Archives are not just sleepy storage places  

Opinion by Ulrika Waaranperä, doctoral student in political science at Lund University and Malmö University

On 6 June 2013, the then British Foreign Secretary William Hague made an historic statement in which he apologised for the abuses the colonial administration was guilty of in Kenya between 1952 and 1963. The statement was made in conjunction with the payment of damages equivalent to SEK 275 million to 5 228 elderly Kenyans.

That the British colonial power, like many other colonial powers, committed abuses against the colonised is nothing new. The difference is that the abuses could be proved this time, due to 300 boxes of documentation, mainly colonial correspondence, that were suddenly rediscovered in a  secret archive in London in 2011.

However, let us go back to 1952 when the colonial government declared martial law in Kenya. The aim was to combat the Mau Mau rebels, labelled as terrorists by the British government and the European settlers, but whose guerrilla struggle for land and independence gained broad support among rural landless day labourers and the urban intelligentsia. During the Mau Mau years there was, in principle, civil war in Kenya. Both sides were guilty of barbaric acts, but the government had considerably greater resources with which to commit them. Historians estimate that tens of thousands – perhaps as many as one hundred thousand – lost their lives and that over one million were interned in prison camps.
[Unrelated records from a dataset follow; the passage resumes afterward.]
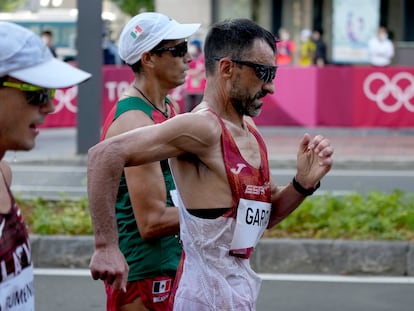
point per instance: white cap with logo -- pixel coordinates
(144, 31)
(25, 57)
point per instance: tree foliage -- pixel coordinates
(133, 7)
(10, 5)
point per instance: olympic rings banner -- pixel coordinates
(333, 96)
(384, 98)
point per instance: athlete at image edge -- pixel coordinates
(193, 142)
(28, 77)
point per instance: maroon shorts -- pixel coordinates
(154, 293)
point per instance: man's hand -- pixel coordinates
(314, 160)
(109, 264)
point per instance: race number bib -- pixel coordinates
(252, 220)
(17, 293)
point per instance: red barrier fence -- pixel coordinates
(333, 96)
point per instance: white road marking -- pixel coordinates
(265, 277)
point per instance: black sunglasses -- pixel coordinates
(178, 50)
(39, 98)
(35, 95)
(265, 73)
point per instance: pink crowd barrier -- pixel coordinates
(331, 96)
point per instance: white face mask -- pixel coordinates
(284, 36)
(193, 50)
(46, 40)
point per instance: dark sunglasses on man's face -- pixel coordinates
(35, 95)
(178, 50)
(265, 73)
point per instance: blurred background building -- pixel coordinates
(335, 17)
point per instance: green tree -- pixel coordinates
(10, 5)
(133, 7)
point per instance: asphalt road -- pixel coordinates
(74, 290)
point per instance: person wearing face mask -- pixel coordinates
(381, 49)
(285, 48)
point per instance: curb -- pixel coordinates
(300, 256)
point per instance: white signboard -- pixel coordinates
(355, 22)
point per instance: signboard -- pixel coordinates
(354, 23)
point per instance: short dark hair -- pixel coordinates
(233, 38)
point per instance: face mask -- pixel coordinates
(193, 50)
(46, 40)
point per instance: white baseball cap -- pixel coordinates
(144, 31)
(25, 57)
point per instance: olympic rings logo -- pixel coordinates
(402, 97)
(63, 98)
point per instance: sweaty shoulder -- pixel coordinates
(6, 171)
(203, 126)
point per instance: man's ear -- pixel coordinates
(146, 59)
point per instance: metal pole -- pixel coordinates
(89, 45)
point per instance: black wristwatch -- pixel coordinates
(303, 191)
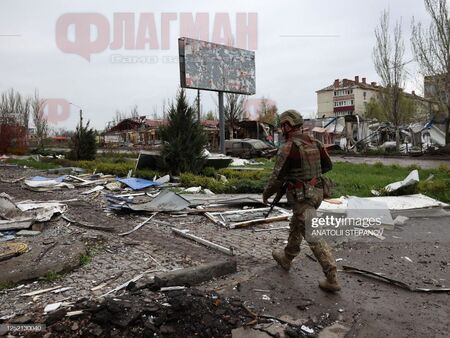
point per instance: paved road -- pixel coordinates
(401, 161)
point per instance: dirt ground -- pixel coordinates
(364, 308)
(423, 162)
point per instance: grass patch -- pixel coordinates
(349, 178)
(34, 164)
(52, 276)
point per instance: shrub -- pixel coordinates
(184, 138)
(83, 144)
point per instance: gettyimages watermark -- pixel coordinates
(85, 34)
(359, 226)
(21, 328)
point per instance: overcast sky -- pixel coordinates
(302, 46)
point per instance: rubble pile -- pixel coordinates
(184, 313)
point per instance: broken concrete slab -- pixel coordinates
(360, 208)
(185, 233)
(336, 330)
(247, 332)
(12, 249)
(411, 179)
(195, 275)
(28, 233)
(41, 259)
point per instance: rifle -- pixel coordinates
(277, 197)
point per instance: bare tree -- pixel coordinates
(431, 47)
(134, 114)
(39, 120)
(268, 112)
(233, 111)
(388, 60)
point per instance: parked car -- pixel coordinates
(249, 148)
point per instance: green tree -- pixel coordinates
(39, 120)
(233, 111)
(210, 115)
(183, 137)
(431, 46)
(83, 145)
(388, 55)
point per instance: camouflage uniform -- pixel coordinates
(305, 199)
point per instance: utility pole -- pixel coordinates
(198, 104)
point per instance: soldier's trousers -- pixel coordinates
(303, 212)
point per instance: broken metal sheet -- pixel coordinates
(163, 179)
(193, 190)
(137, 183)
(43, 178)
(165, 201)
(241, 218)
(382, 277)
(411, 179)
(360, 208)
(46, 185)
(30, 205)
(404, 202)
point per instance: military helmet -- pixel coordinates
(292, 117)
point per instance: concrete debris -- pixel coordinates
(337, 330)
(138, 226)
(382, 277)
(137, 183)
(113, 186)
(192, 190)
(163, 179)
(400, 220)
(185, 233)
(95, 189)
(38, 292)
(40, 183)
(12, 249)
(195, 275)
(307, 329)
(28, 233)
(242, 218)
(52, 307)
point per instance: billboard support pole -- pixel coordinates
(221, 124)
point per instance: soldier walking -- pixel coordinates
(300, 162)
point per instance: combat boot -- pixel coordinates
(281, 258)
(330, 283)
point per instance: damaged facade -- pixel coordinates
(144, 133)
(343, 121)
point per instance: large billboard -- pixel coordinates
(210, 66)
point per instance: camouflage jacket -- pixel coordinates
(289, 161)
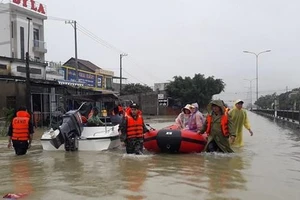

For those who travel through the Kenyan highlands, it is hard to escape that the Mau Mau rebellion still lives in many people’s memories more than 60 years later. However, until a few years ago it was memory that was the main source of information on the Mau Mau rebellion. Memory can be an extremely good source for historical documentation, but it tends not to hold up as sole evidence in court – and particularly not more than 50 years later.

” This is how the archived material suddenly played a major role.”

So, when four elderly Kenyans travelled to London in April 2011 to testify in court about the torture, abuse and rapes they were subjected to during the Mau Mau years, their defence lawyer had a considerable need for documentation that could back up their testimonies. Much of this documentation was probably destroyed when Kenya gained independence in 1963 and the outgoing colonial administration carefully covered its tracks. However, historians have long had reason to suspect that part of the colonial archive was transported to London instead of being destroyed on the spot. The historian David Anderson testified about this in the court proceedings. The court demanded that the Foreign Ministry should release all documents related to the case. However, it was only after an employee at the ministry, Edward Inglett, criticised the impropriety and illegality of withholding this type of material during an ongoing court case that the lost documents were “rediscovered”. This is how the archived material suddenly played a major role in a court case – that can also be the snowball that sets in motion an avalanche of similar claims against the British state. That is because along with the 300 boxes of documents  on Kenya, there were countless rediscovered boxes of classified material from 36 other former colonies.

In relation to my own research, which concerns how land is politicised, the events surrounding the Mau Mau archives say something about history’s explosive nature. In addition to showing that colonial abuses cannot easily be consigned to the past, the damages also emphasise that archives are not just sleepy storage places for remnants of the past, but that an archive can also play an active role in contemporary issues relating to rights and politics.

Photo: Kennet Ruona

 

Facts

Ulrika Waaranperä

Ulrika Waaranperä is a doctoral student in political science at Lund University and Malmö University and the title of her project is: “‘Struggling with this land of ours’: The history and contemporaneity of the politicisation of land in Molo, Kenya”.